Vous ne maîtriserez jamais le langage vestimentaire des thobes que nous portons, qui ont jailli de la terre par l’intermédiaire de nos aïeules au fil des siècles - chaque motif, dessin et modèle évoquant les secrets de la tradition locale, de la flore, des oiseaux, des rivières et de la faune.
Ce que vos agents immobiliers appellent dans leurs annonces à prix élevé « maison arabe ancienne » conservera toujours dans ses pierres les histoires et les souvenirs de nos ancêtres qui les ont construites.
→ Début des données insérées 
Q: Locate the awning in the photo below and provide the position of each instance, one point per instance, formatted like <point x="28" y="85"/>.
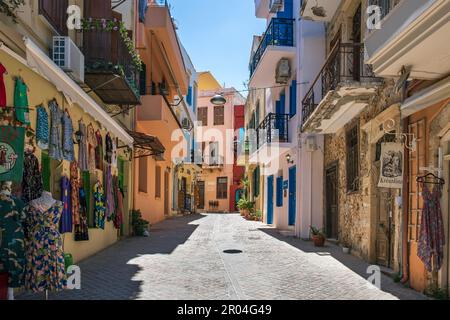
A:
<point x="147" y="146"/>
<point x="38" y="60"/>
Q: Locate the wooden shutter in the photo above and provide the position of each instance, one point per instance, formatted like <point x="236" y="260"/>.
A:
<point x="55" y="11"/>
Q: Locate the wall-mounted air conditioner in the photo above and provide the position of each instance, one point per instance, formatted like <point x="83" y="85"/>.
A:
<point x="68" y="57"/>
<point x="275" y="5"/>
<point x="283" y="72"/>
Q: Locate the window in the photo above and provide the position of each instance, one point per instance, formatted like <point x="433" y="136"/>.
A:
<point x="157" y="182"/>
<point x="143" y="174"/>
<point x="219" y="115"/>
<point x="279" y="191"/>
<point x="222" y="186"/>
<point x="202" y="116"/>
<point x="256" y="177"/>
<point x="352" y="159"/>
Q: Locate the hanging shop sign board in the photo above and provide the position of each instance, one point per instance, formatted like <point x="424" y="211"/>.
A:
<point x="12" y="140"/>
<point x="391" y="175"/>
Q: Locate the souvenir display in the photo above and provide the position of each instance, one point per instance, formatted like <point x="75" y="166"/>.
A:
<point x="12" y="250"/>
<point x="42" y="128"/>
<point x="44" y="248"/>
<point x="2" y="86"/>
<point x="56" y="148"/>
<point x="68" y="147"/>
<point x="12" y="144"/>
<point x="21" y="101"/>
<point x="32" y="185"/>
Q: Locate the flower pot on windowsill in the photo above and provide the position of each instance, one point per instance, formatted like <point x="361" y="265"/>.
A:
<point x="318" y="240"/>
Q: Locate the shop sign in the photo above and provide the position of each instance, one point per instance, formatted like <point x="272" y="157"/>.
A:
<point x="12" y="140"/>
<point x="391" y="175"/>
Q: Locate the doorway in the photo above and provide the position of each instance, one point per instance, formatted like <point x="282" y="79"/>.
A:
<point x="332" y="203"/>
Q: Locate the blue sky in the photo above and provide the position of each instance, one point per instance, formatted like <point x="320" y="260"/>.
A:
<point x="218" y="35"/>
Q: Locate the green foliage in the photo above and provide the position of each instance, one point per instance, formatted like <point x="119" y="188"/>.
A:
<point x="139" y="224"/>
<point x="9" y="7"/>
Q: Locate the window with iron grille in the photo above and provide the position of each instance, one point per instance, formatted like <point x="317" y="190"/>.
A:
<point x="352" y="159"/>
<point x="219" y="115"/>
<point x="202" y="116"/>
<point x="222" y="188"/>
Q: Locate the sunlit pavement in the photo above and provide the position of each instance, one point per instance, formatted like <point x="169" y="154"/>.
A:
<point x="185" y="258"/>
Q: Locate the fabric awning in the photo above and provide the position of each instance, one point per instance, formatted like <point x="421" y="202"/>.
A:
<point x="39" y="61"/>
<point x="147" y="146"/>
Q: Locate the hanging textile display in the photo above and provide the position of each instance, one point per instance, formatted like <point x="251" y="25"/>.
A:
<point x="99" y="206"/>
<point x="432" y="237"/>
<point x="68" y="147"/>
<point x="110" y="203"/>
<point x="391" y="175"/>
<point x="42" y="128"/>
<point x="12" y="141"/>
<point x="99" y="150"/>
<point x="82" y="147"/>
<point x="2" y="86"/>
<point x="66" y="216"/>
<point x="32" y="184"/>
<point x="92" y="144"/>
<point x="44" y="249"/>
<point x="118" y="216"/>
<point x="12" y="250"/>
<point x="21" y="101"/>
<point x="56" y="148"/>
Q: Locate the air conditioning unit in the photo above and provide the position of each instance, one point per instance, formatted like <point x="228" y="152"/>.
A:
<point x="275" y="5"/>
<point x="68" y="57"/>
<point x="283" y="72"/>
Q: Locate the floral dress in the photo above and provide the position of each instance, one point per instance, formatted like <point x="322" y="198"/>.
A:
<point x="56" y="148"/>
<point x="44" y="250"/>
<point x="99" y="206"/>
<point x="12" y="249"/>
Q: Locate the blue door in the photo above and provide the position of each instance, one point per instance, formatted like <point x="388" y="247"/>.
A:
<point x="292" y="195"/>
<point x="270" y="200"/>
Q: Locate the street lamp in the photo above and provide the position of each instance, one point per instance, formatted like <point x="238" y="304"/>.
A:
<point x="218" y="100"/>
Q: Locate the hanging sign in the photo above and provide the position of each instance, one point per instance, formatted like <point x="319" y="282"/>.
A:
<point x="12" y="144"/>
<point x="391" y="175"/>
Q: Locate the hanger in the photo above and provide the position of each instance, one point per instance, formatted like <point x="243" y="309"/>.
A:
<point x="423" y="179"/>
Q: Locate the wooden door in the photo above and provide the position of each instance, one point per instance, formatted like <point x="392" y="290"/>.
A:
<point x="332" y="203"/>
<point x="417" y="159"/>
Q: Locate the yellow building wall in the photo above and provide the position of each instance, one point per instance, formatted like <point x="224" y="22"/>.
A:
<point x="40" y="92"/>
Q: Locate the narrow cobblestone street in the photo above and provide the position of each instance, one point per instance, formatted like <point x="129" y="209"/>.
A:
<point x="184" y="258"/>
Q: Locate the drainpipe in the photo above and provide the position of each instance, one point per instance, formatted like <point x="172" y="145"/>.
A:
<point x="405" y="205"/>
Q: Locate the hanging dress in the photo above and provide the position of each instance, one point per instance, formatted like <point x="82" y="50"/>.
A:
<point x="68" y="148"/>
<point x="56" y="148"/>
<point x="42" y="128"/>
<point x="92" y="144"/>
<point x="66" y="216"/>
<point x="44" y="250"/>
<point x="12" y="249"/>
<point x="99" y="206"/>
<point x="32" y="184"/>
<point x="432" y="237"/>
<point x="2" y="87"/>
<point x="21" y="101"/>
<point x="82" y="148"/>
<point x="82" y="229"/>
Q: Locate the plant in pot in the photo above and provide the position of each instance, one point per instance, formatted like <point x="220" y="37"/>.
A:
<point x="318" y="236"/>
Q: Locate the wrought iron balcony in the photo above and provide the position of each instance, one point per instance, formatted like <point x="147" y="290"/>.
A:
<point x="344" y="65"/>
<point x="280" y="33"/>
<point x="274" y="128"/>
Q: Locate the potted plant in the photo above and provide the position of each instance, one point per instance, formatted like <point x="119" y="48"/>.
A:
<point x="317" y="236"/>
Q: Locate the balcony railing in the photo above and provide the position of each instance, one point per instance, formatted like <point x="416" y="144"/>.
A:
<point x="345" y="63"/>
<point x="274" y="128"/>
<point x="280" y="33"/>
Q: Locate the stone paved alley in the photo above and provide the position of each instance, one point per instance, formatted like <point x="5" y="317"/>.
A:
<point x="184" y="259"/>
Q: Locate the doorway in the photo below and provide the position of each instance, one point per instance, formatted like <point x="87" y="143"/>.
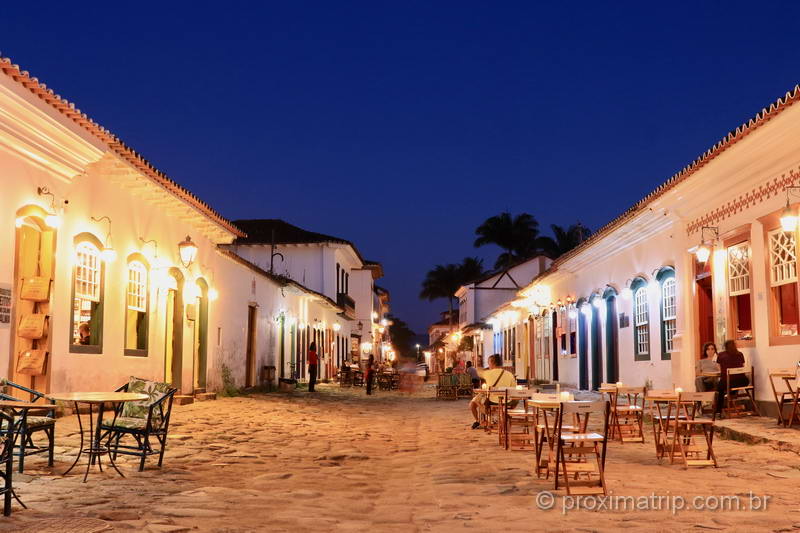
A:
<point x="173" y="329"/>
<point x="597" y="348"/>
<point x="201" y="336"/>
<point x="583" y="349"/>
<point x="705" y="311"/>
<point x="250" y="361"/>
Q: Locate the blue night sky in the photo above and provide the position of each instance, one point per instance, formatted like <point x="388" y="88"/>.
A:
<point x="403" y="126"/>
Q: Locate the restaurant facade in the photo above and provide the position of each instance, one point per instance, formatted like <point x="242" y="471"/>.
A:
<point x="710" y="255"/>
<point x="110" y="269"/>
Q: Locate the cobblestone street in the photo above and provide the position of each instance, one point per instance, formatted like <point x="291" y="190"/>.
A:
<point x="341" y="461"/>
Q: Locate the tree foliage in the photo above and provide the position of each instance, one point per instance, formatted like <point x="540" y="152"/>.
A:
<point x="444" y="280"/>
<point x="518" y="236"/>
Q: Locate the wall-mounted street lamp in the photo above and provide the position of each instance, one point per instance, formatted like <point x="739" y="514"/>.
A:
<point x="703" y="251"/>
<point x="52" y="219"/>
<point x="108" y="254"/>
<point x="188" y="251"/>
Les photos et les peintures anciennes de la terre ne vous contiendront jamais.
Vous ne saurez jamais ce que l’on ressent lorsqu’on est aimé et soutenu par ceux qui n’ont rien à gagner de vous et, en fait, tout à perdre.  Vous ne connaîtrez jamais le sentiment des masses du monde entier qui se déversent dans les rues et les stades pour chanter votre liberté ; et ce n’est pas parce que vous êtes juifs, comme vous essayez de le faire croire au monde, mais parce que vous êtes des colonisateurs violents et dépravés qui pensent que votre judaïté vous donne droit à la maison que mon grand-père et ses frères ont construite de leurs propres mains sur des terres qui appartenaient à notre famille depuis des siècles. C’est parce que le sionisme est un fléau pour le judaïsme et, en fait, pour l’humanité.
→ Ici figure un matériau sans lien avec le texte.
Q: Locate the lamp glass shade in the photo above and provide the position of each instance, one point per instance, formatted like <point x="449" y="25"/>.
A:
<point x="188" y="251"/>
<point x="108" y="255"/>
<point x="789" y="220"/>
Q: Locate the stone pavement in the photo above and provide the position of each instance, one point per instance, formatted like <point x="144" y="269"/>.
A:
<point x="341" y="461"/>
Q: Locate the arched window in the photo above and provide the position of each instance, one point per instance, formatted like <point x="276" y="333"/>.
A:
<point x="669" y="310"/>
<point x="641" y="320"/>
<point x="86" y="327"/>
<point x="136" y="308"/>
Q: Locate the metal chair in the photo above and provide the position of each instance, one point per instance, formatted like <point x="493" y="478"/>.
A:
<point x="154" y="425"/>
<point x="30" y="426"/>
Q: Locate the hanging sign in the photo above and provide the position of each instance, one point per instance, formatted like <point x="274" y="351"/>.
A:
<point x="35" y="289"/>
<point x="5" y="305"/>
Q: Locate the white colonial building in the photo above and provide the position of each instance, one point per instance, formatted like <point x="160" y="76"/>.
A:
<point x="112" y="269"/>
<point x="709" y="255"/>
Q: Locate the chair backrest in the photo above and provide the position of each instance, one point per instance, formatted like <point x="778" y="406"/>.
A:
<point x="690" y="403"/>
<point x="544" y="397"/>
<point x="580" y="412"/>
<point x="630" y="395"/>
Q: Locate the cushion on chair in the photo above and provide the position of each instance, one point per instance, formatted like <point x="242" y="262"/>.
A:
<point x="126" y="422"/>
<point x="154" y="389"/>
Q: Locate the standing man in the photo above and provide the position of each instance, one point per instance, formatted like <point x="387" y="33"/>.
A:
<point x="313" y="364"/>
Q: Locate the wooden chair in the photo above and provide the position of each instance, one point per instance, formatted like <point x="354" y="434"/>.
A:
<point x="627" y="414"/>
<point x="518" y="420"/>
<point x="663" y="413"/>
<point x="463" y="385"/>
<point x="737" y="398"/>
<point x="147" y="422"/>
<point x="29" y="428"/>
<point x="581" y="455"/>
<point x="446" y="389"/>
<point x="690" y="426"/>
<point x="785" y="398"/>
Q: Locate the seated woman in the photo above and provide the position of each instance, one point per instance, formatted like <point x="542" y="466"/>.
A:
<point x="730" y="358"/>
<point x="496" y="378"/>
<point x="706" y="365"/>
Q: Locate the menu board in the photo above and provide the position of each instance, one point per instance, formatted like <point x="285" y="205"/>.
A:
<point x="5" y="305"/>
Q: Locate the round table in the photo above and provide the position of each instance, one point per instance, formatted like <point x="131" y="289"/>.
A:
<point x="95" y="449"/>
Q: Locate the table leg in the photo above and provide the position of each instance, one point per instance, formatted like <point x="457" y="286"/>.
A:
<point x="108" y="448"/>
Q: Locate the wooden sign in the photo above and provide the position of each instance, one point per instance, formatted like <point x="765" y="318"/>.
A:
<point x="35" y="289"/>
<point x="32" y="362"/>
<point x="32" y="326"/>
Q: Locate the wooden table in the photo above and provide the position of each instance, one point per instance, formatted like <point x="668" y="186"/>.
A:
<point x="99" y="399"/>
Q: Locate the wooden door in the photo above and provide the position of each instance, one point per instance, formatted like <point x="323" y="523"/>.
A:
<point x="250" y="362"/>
Vous pouvez changer vos noms pour qu’ils soient plus adaptés à la région et vous pouvez prétendre que le falafel, le houmous et le zaatar sont vos anciennes cuisines, mais dans les recoins de votre être, vous sentirez toujours la piqûre de cette falsification et de ces vols épiques, c’est pourquoi même les dessins de nos enfants accrochés aux murs à l’ONU ou dans un service hospitalier provoquent une crise d’hystérie chez vos dirigeants et vos juristes.
Vous ne nous effacerez pas, quel que soit le nombre d’entre nous que vous tuerez, jour après jour. Nous ne sommes pas les rochers que Chaim Weizmann pensait pouvoir éliminer de la terre. Nous sommes son sol même. Nous sommes ses rivières, ses arbres et ses histoires, parce que tout cela a été nourri par nos corps et nos vies pendant des millénaires d’occupation continue et ininterrompue de cette parcelle de terre entre le Jourdain et la Méditerranée, depuis nos ancêtres cananéens, hébreux, philistins et phéniciens, jusqu’à tous les conquérants et pèlerins qui sont allés et venus, qui se sont mariés ou ont violé, aimé, réduit en esclavage, converti d’une religion à l’autre, se sont installés ou ont prié sur notre terre, laissant des morceaux d’eux-mêmes dans nos corps et dans notre héritage. Les histoires légendaires et tumultueuses de cette terre sont littéralement inscrites dans notre ADN. Vous ne pouvez pas tuer ou propager cela, quelle que soit la technologie de la mort que vous utilisez ou les arsenaux médiatiques d’Hollywood et des grandes entreprises que vous déployez.
Un jour, votre impunité et votre arrogance prendront fin. La Palestine sera libre ; elle retrouvera sa gloire pluraliste multireligieuse et multiethnique ; nous rétablirons et développerons les trains qui vont du Caire à Gaza, à Jérusalem, Haïfa, Tripoli, Beyrouth, Damas, Amman, Koweït, Sanaa, et ainsi de suite ; nous mettrons fin à la machine de guerre usaméricano-sioniste de domination, d’expansion, d’extraction, de pollution et de pillage
... et vous devrez soit partir soit apprendre enfin à vivre avec les autres sur un pied d’égalité.